No one will tell you anything good came out of the dual impacts of Hurricanes Katrina and Rita, but there are certainly lessons to be learned. One lesson we can't afford to miss relates to a 1920 law that may be holding the U.S. back from developing a 21st Century logistics system.

When fuel supplies were disrupted in the aftermath of Katrina and further threatened by Rita, President Bush suspended the Jones Act temporarily for critical petroleum and gas shipments. A group led by the American Farm Bureau Federation then asked the President to suspend it until the end of the year for agricultural products.

The Jones Act dates to 1920 and contains a number of worker compensation rights for sailors. It also requires that ships engaged in cabotage (intercoastal, short sea and other transportation between U.S. ports) be U.S.flagged vessels, built in the U.S. and manned by crews consisting of at least 75% U.S. citizens.

If those safety rules are not already part of regulations that the Occupational Safety and Health Administration (OSHA) oversees, they should be shifted to OSHA to allow a pure discussion of the transportation elements of the Jones Act.

The question raised by current events is: Are efforts to protect a segment of our maritime industry based on conditions from 85 years ago artificially limiting critical transportation capacity today? The temporary suspension of the Jones Act suggests they are.

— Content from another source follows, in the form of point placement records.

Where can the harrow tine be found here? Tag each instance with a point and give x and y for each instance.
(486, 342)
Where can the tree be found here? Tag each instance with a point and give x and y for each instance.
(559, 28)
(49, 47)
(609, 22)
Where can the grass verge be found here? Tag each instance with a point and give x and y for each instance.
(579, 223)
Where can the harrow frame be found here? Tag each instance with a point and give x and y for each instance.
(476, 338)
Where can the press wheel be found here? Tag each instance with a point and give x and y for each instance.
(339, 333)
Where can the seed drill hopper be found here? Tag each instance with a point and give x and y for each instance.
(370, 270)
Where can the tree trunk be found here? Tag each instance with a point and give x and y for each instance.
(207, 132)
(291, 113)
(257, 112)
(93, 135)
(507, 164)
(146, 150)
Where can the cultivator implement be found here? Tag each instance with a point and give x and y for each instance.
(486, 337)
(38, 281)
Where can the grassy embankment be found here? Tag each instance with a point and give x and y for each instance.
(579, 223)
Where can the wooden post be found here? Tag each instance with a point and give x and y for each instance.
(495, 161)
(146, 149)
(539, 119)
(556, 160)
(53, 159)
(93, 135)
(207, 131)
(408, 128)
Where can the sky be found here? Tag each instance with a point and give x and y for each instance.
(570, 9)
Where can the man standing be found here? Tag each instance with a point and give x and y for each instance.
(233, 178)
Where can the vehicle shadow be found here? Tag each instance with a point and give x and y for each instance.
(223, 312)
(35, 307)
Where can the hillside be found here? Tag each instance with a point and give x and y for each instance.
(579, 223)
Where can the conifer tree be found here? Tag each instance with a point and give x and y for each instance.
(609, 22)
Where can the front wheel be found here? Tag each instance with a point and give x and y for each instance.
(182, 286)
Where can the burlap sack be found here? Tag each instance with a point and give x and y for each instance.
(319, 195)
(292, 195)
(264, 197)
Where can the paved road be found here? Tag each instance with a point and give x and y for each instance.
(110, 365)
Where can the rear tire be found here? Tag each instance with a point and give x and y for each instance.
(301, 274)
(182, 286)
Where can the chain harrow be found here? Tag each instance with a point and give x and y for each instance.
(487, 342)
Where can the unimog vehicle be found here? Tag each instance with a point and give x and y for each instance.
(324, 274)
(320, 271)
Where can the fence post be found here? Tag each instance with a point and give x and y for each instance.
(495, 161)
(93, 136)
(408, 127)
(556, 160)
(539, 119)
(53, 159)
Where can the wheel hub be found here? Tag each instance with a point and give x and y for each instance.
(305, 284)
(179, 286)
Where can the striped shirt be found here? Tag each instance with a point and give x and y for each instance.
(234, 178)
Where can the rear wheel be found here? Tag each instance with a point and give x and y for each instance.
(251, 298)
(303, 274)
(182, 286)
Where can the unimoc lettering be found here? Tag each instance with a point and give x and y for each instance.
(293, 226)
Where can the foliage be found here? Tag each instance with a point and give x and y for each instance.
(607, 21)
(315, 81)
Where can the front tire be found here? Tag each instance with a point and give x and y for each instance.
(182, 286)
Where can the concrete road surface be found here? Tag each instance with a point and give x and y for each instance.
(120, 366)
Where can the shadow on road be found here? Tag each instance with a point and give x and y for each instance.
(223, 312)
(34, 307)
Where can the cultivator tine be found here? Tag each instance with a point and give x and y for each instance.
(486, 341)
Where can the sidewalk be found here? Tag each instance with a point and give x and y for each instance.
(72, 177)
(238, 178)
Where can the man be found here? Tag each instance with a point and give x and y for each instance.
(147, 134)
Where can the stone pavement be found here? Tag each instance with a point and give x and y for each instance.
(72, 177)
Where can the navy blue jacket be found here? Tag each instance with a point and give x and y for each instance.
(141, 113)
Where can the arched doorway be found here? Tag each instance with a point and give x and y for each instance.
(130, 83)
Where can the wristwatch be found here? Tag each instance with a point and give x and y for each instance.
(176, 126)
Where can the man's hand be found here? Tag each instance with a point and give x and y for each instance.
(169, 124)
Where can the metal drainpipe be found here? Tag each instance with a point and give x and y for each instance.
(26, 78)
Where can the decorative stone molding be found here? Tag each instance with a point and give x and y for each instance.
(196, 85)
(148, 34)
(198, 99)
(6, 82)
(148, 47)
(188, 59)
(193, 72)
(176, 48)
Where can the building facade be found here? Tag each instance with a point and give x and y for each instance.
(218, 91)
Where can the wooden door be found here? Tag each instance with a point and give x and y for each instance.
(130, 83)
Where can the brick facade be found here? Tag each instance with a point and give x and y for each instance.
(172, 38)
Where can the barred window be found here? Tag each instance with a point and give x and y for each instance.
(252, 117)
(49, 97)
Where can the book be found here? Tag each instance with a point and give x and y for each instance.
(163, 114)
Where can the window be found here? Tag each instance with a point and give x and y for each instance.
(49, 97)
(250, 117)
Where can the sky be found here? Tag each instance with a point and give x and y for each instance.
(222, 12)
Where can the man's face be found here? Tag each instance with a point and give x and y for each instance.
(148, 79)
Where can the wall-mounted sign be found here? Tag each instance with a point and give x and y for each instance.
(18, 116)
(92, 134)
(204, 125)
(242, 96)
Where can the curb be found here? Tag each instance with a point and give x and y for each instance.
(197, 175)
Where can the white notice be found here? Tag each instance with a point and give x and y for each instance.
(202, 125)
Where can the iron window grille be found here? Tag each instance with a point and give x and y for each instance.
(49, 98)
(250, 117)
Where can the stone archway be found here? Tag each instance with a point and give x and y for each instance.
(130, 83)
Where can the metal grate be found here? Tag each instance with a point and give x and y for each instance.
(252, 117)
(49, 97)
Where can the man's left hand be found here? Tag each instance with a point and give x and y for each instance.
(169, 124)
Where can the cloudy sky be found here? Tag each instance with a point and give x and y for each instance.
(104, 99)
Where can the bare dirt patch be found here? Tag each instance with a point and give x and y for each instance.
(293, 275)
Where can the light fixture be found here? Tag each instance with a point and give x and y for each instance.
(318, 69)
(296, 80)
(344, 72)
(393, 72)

The transportation system has come a long way since 1920. That was the year KLM made its first flight from Amsterdam to London. (Charles Lindberg was still seven years away from his historic trans-Atlantic solo flight.) The law establishing the interstate highway system was still 26 years in the future. And the U.S. Railroad Administration (USRA) had just returned control of the U.S. rail network to its constituent railroads after nationalizing them to support America's entry into World War I.

There's a thin connection between the Jones Act and the railroads at that time. The Act sought to extend some of the same worker safety rights that had been granted to rail workers to the maritime sector. As we observe the 25th anniversary of the Staggers Rail Act that provided economic deregulation of the railroads, does Staggers suggest a path for domestic marine transportation?

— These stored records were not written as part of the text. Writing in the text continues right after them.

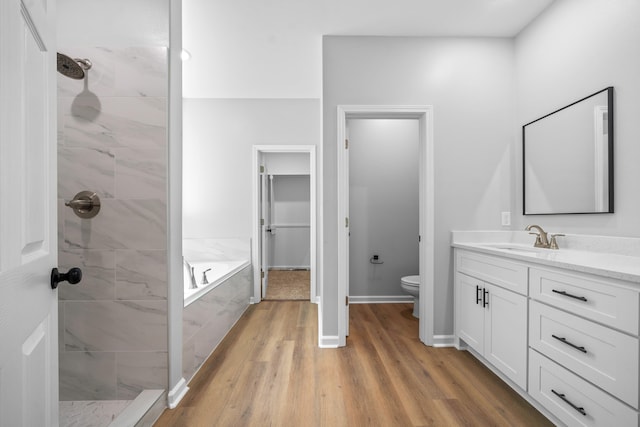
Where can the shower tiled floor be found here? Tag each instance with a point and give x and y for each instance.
(90, 413)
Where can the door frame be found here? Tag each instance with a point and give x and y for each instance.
(257, 152)
(424, 115)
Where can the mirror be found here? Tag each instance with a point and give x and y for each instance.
(568, 158)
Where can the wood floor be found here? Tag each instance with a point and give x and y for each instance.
(269, 371)
(289, 285)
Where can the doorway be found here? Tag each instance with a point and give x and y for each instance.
(424, 117)
(284, 236)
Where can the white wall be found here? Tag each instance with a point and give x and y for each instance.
(113, 23)
(291, 207)
(575, 48)
(470, 84)
(219, 135)
(383, 205)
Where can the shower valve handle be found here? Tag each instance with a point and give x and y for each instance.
(85, 204)
(72, 276)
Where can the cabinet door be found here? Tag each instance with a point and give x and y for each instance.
(469, 312)
(505, 343)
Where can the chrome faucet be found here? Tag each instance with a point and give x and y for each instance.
(541, 236)
(542, 240)
(192, 274)
(204, 277)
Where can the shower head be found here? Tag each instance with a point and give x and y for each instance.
(73, 68)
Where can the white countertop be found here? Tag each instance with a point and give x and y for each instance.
(613, 257)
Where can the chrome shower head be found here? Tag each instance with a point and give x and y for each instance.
(73, 68)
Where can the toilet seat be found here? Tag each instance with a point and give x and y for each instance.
(411, 285)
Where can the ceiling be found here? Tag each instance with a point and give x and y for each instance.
(273, 48)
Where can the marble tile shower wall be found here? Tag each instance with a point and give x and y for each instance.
(113, 140)
(207, 320)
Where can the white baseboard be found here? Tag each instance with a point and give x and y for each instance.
(444, 340)
(380, 299)
(136, 411)
(177, 393)
(329, 341)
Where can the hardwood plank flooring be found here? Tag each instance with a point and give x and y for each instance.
(269, 371)
(287, 285)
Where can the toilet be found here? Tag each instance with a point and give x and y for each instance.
(411, 285)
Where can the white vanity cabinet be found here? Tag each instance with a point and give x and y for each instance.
(583, 334)
(491, 311)
(565, 333)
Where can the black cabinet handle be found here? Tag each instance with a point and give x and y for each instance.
(563, 293)
(561, 396)
(564, 341)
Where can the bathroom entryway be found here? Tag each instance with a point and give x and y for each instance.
(423, 117)
(284, 215)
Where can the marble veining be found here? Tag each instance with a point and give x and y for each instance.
(141, 274)
(90, 413)
(116, 326)
(98, 273)
(88, 376)
(138, 371)
(144, 227)
(120, 122)
(129, 71)
(140, 173)
(86, 168)
(207, 320)
(112, 139)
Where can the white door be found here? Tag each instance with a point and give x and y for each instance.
(347, 230)
(265, 220)
(28, 226)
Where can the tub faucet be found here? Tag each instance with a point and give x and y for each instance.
(541, 236)
(204, 276)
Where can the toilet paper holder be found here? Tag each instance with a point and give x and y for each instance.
(375, 260)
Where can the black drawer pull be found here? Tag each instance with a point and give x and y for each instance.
(569, 295)
(564, 341)
(561, 396)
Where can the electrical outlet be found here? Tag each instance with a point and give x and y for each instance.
(506, 218)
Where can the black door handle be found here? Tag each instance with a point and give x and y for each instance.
(73, 276)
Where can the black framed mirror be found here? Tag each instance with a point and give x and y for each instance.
(567, 158)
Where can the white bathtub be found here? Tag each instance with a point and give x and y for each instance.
(225, 257)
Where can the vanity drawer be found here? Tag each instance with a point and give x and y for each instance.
(506, 274)
(599, 354)
(577, 402)
(600, 300)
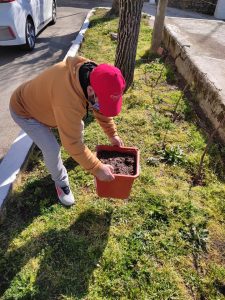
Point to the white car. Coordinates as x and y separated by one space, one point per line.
22 20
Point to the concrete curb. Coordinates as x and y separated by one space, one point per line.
17 155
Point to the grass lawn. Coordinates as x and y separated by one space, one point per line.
166 241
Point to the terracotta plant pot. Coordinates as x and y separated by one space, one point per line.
121 186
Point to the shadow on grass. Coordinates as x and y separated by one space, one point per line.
67 258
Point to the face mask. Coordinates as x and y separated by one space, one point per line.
95 105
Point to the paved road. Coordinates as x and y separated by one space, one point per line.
52 45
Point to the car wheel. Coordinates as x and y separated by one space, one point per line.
30 35
54 13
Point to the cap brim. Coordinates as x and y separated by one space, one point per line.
110 108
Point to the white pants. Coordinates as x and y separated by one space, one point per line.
43 137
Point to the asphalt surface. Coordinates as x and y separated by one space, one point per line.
17 66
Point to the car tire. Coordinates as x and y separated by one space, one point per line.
30 35
54 13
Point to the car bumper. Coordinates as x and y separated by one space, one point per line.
10 32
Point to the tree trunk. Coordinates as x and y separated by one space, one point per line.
114 11
128 32
158 25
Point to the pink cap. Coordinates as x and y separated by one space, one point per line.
108 84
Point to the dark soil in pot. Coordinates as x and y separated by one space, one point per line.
123 163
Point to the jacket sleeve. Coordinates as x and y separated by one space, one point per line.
70 130
107 124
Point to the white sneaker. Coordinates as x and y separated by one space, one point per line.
65 195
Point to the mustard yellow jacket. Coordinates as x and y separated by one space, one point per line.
55 98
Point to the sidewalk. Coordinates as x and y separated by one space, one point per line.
200 42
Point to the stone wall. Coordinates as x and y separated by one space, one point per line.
201 6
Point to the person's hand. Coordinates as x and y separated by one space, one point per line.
116 141
105 173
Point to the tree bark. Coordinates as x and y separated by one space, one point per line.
158 25
114 11
128 32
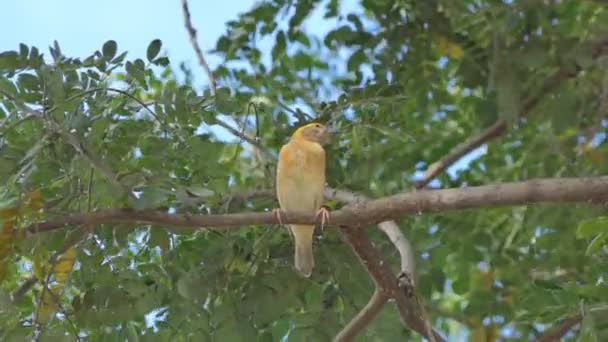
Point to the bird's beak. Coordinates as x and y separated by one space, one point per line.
332 130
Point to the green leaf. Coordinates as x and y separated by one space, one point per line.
29 81
153 49
592 227
7 86
109 49
597 243
225 102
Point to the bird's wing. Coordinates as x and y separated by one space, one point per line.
301 176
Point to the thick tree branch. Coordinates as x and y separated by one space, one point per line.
599 48
384 280
557 190
390 228
364 317
197 49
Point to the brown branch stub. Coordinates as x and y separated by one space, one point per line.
599 48
384 280
391 229
197 49
363 318
558 190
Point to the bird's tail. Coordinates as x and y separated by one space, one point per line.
303 258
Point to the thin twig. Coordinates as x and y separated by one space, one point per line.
501 125
384 280
390 228
363 317
197 49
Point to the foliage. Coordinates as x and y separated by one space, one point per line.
404 81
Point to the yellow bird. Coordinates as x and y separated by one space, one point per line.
300 185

U.S. railroads did not fare well under regulation and when they needed to support U.S. efforts in World War I, they couldn't meet the challenge. At the time, one sixth of U.S. trackage was owned by railroads in receivership. The government nationalized the railroads and poured $1.12 billion into the infrastructure ($15 billion in 2003 dollars). The rail system that was returned to private interests in 1920 was stronger, but it faced heavy regulation by the Interstate Commerce Commission following dissolution of the USRA.

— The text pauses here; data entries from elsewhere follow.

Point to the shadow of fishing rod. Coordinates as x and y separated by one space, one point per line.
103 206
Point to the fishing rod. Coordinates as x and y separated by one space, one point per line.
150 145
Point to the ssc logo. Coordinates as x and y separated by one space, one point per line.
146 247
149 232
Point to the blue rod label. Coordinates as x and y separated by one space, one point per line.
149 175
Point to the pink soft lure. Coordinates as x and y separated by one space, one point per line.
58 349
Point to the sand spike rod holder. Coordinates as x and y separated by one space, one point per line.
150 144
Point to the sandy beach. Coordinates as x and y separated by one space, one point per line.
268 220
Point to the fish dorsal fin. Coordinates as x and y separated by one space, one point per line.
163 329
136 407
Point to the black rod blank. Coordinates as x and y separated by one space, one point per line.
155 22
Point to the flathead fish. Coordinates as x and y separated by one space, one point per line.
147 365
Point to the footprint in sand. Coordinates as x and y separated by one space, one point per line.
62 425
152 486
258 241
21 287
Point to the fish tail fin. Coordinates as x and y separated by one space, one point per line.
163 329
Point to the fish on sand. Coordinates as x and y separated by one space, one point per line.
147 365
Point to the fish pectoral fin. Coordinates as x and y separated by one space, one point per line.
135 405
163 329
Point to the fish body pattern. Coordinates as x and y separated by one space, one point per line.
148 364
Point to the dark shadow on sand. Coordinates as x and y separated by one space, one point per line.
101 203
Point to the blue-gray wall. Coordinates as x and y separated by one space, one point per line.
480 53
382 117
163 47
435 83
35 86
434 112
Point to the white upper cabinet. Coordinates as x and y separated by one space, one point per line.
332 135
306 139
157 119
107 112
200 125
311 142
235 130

Nationalization was not considered to be very successful, but heavy regulation wasn't much better. By the 1970s, over 20% of trackage was owned by bankrupt railroads. Deregulation in 1980 allowed the railroads to rationalize their networks based on market demand and improve the industry's financial health.

Market freedom includes the freedom to fail. But, if there is a sufficient demand for a service, a free market allows commercial interests to respond to the need in a timely manner.

U.S. transportation deregulation has had its ups and downs, but it has been a commercial boon to today's supply chain management strategies. We should take this time to reflect on future needs and ensure our transportation systems have the ability to respond. That could mean pulling the plug on an 85-year-old law and allowing the domestic maritime industry to chart its own course.